N’est-ce pas, déjà, Seigneur, reconnaître ta Présence et te faire confiance ?
Toute prière, n’est-elle pas déjà, secrètement, inconsciemment, désir de Toi ?
Dès que je te dis : « Notre Père », ne deviens-tu pas, un peu plus Père pour moi, et ne suis-je pas, un peu plus ton fils devant Toi?
C’est pourquoi, Seigneur, je peux, déjà, te remercier, car dans la mesure où je m’ouvre à Toi, ma prière est, déjà, la grâce demandée.
Ta réponse n’est jamais extérieure à moi-même : ma prière libère le Désir-de-l’Esprit, cette Source intérieure que tu as, déjà, fait jaillir dans mon cœur et qui me tourne vers Toi.

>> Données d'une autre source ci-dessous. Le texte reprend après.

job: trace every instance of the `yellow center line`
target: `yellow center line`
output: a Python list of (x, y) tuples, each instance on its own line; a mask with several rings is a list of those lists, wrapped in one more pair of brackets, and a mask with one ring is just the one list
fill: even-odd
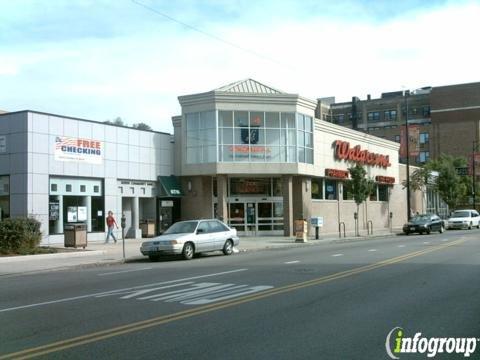
[(208, 312), (217, 311), (217, 310), (229, 308), (229, 307), (236, 306), (236, 305), (241, 305), (241, 304), (244, 304), (244, 303), (247, 303), (247, 302), (252, 302), (252, 301), (256, 301), (256, 300), (260, 300), (260, 299), (265, 299), (265, 298), (268, 298), (268, 297), (271, 297), (271, 296), (274, 296), (274, 295), (278, 295), (278, 294), (302, 289), (302, 288), (305, 288), (305, 287), (324, 284), (324, 283), (327, 283), (327, 282), (330, 282), (330, 281), (333, 281), (333, 280), (338, 280), (338, 279), (350, 277), (350, 276), (353, 276), (353, 275), (361, 274), (361, 273), (364, 273), (364, 272), (367, 272), (367, 271), (372, 271), (372, 270), (375, 270), (375, 269), (379, 269), (379, 268), (382, 268), (382, 267), (393, 265), (393, 264), (403, 262), (403, 261), (421, 256), (421, 255), (424, 255), (424, 254), (428, 254), (428, 253), (431, 253), (431, 252), (434, 252), (434, 251), (446, 249), (448, 247), (461, 244), (465, 241), (466, 241), (466, 239), (455, 240), (455, 241), (452, 241), (450, 243), (441, 244), (441, 245), (438, 245), (438, 246), (430, 247), (428, 249), (419, 250), (419, 251), (415, 251), (415, 252), (408, 253), (408, 254), (405, 254), (405, 255), (397, 256), (397, 257), (394, 257), (394, 258), (382, 260), (382, 261), (376, 262), (374, 264), (364, 265), (364, 266), (361, 266), (361, 267), (358, 267), (358, 268), (341, 271), (341, 272), (334, 273), (334, 274), (331, 274), (331, 275), (321, 276), (321, 277), (316, 278), (316, 279), (302, 281), (302, 282), (294, 283), (294, 284), (290, 284), (290, 285), (285, 285), (285, 286), (282, 286), (282, 287), (279, 287), (279, 288), (273, 288), (273, 289), (270, 289), (270, 290), (265, 290), (265, 291), (262, 291), (262, 292), (257, 293), (257, 294), (245, 295), (245, 296), (242, 296), (242, 297), (239, 297), (239, 298), (236, 298), (236, 299), (232, 299), (232, 300), (225, 300), (225, 301), (218, 302), (218, 303), (215, 303), (215, 304), (203, 305), (203, 306), (199, 306), (199, 307), (184, 310), (184, 311), (179, 311), (179, 312), (176, 312), (176, 313), (173, 313), (173, 314), (162, 315), (162, 316), (158, 316), (158, 317), (148, 319), (148, 320), (142, 320), (142, 321), (134, 322), (134, 323), (131, 323), (131, 324), (121, 325), (121, 326), (113, 327), (113, 328), (110, 328), (110, 329), (101, 330), (101, 331), (97, 331), (97, 332), (94, 332), (94, 333), (81, 335), (81, 336), (73, 337), (73, 338), (70, 338), (70, 339), (61, 340), (61, 341), (57, 341), (57, 342), (54, 342), (54, 343), (30, 348), (30, 349), (25, 349), (25, 350), (18, 351), (18, 352), (15, 352), (15, 353), (5, 354), (5, 355), (0, 356), (0, 360), (30, 359), (30, 358), (33, 358), (33, 357), (46, 355), (46, 354), (49, 354), (49, 353), (52, 353), (52, 352), (57, 352), (57, 351), (73, 348), (73, 347), (76, 347), (76, 346), (85, 345), (85, 344), (89, 344), (89, 343), (92, 343), (92, 342), (97, 342), (97, 341), (109, 339), (109, 338), (112, 338), (112, 337), (115, 337), (115, 336), (119, 336), (119, 335), (131, 333), (131, 332), (147, 329), (147, 328), (150, 328), (150, 327), (159, 326), (159, 325), (166, 324), (166, 323), (169, 323), (169, 322), (173, 322), (173, 321), (177, 321), (177, 320), (181, 320), (181, 319), (185, 319), (185, 318), (189, 318), (189, 317), (193, 317), (193, 316), (198, 316), (198, 315), (205, 314), (205, 313), (208, 313)]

Commencer à te prier, c’est, déjà, être exaucé, car la prière est, déjà, désir de consentir à ta Vie, à tes Dons, à ton Amour qui me libère en m’aimant.
Ma prière est, déjà, ton exaucement.
Ta grâce m’ouvre à ta grâce.
Ma manière à moi de te donner c’est d’accepter de tout recevoir de Toi.
Ma prière Te glorifie, car elle exauce ton désir de me donner.
«A Toi qui peux, par ta puissance qui agit en nous, faire infiniment au-delà de ce que nous demandons et concevons, à Toi la gloire, dans l’Eglise et en Jésus-Christ, pour toutes les générations et pour les siècles des siècles » (Ep 3,20-21).